Balance News || Subang – Dugaan Hibah Fiktif Rp200 Juta di Subang: Dana Yayasan Babussalam Bak Siluman
Pelaksanaan hibah APBD Kabupaten Subang. Tahun Anggaran 2025 tengah menjadi sorotan tajam.
Salah satu poin kontroversial muncul dari Yayasan Babussalam yang tercatat berlokasi di RW 025/RW 005, Kampung Sanding. Yayasan tersebut diduga menerima aliran dana hibah sebesar Rp200.000.000, namun realisasinya di sinyalir tidak sesuai dengan proposal pengajuan.

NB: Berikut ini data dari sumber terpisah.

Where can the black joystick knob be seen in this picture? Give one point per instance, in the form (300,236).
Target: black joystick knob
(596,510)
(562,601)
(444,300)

Berdasarkan informasi yang di himpun di lapangan, dana tersebut seharusnya di alokasikan untuk pembangunan fisik atau rehabilitasi gedung. Namun, saat di konfirmasi oleh awak media, Ketua lingkungan setempat mengungkapkan fakta yang mengejutkan. Ia membenarkan adanya penyusunan proposal, tetapi menyatakan bahwa realisasi fisiknya tidak terlihat.
”Terkait proposal memang sudah di buat, tetapi fisiknya sampai sekarang tidak ada,” ujar Ketua RW saat memberikan keterangan kepada media, Jumat (27/03).
Indikasi Yayasan Fiktif
Selain dugaan penyelewengan dana, muncul indikasi kuat bahwa Yayasan Babussalam merupakan lembaga fiktif. Hasil penelusuran di wilayah Kampung Sanding. Menunjukkan bahwa keberadaan fisik gedung maupun aktivitas yayasan tersebut sulit di temukan oleh warga sekitar.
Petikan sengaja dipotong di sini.